My dissertation, which has the working title Making Mindfulness: Narrating, Mediating, Medicalizing Transcultural Emotion-Knowledge, 1920 – 2000, is about how media, as well as the publics, functioned as actors in the knowledge production of mindfulness. Or in other words, how religious practices, such as Buddhist meditation, came to be perceived as an emotion regulation technique in psychology.

From a perspective of History of Emotions, I examine how the meaning-making of handling emotion has been formatted and changed over time, based on three processes. First, when fiction-, travel-and meditation books were widely published in Europe in the 1920s and 30s. In this material, a narrative can be traced to how Buddhist practices could work as a way to liberate and understand "the Self". The second period is set in the 1950s and the beginning of the 60s when Zen Buddhism as a way of handle emotions was mediated to broader publics in North America through lectures and mass media.

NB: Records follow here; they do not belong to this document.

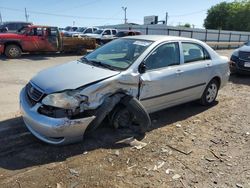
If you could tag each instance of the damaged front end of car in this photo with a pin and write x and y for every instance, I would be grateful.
(63, 117)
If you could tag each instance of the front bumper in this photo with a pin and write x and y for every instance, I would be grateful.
(57, 131)
(236, 69)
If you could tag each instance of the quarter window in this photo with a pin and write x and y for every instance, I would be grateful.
(194, 52)
(164, 56)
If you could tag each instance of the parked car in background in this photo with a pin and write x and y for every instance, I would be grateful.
(240, 60)
(127, 33)
(12, 27)
(80, 31)
(42, 39)
(124, 80)
(103, 36)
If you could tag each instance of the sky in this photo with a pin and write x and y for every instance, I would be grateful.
(63, 13)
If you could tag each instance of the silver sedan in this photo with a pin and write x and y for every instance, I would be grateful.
(123, 81)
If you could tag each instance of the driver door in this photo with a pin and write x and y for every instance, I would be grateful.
(162, 80)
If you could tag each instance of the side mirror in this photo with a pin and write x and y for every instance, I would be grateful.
(142, 68)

Third, the process of the medicalization of contemplative practices will be analyzed, primary in a Swedish context in the 1990s and early 2000s, when mindfulness was broadly implemented into health-care systems and psychology programs.

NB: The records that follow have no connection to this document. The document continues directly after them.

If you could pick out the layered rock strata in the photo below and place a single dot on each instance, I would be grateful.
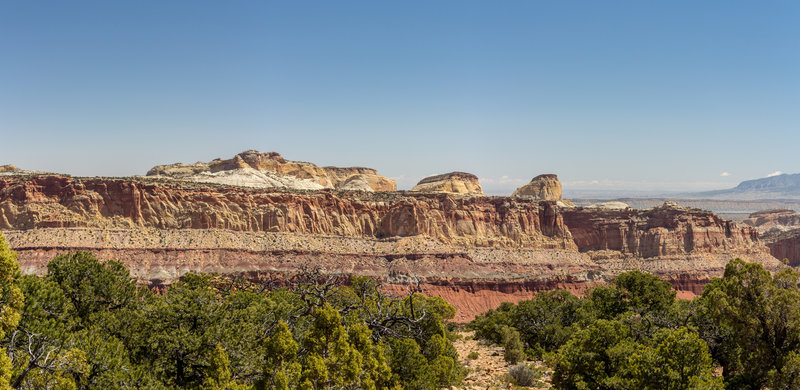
(784, 245)
(542, 187)
(453, 183)
(270, 170)
(774, 221)
(474, 251)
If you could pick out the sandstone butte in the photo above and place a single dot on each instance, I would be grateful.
(475, 251)
(542, 187)
(252, 168)
(454, 183)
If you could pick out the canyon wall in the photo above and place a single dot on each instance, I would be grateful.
(476, 251)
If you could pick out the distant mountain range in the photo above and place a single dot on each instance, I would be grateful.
(785, 186)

By studying how the notions of emotional management changes during the study period, I hope to be able to shed light on broader perspectives on the intersection between individual and society. One example is how psychoanalysis during the interwar years in Europe posed new questions about the "Self". Another is how the Cold War and the nuclear family as normative brought life into subcultural groups such as the meditating beat generation: a movement that, in turn, prepared the way for the emergence of new broad youth culture. Finally, I am interested in clarifying today's approaches to emotion regulation, by trying that with theories on how neo-liberal ideas push the responsibility of health to the individual. To demonstrate this: today, mindfulness is offered as an emotion control technique (or as part of the so-called "third wave behavioristic therapies") at most health centers in Sweden, as well as in the rest of Europe and North America. And over the past two decades, a large number of clinical research studies have been done on mindfulness, with promising findings. The purpose of the exercises is to provide techniques for the individual to be able to regulate difficult emotional clusters such as depression or anxiety.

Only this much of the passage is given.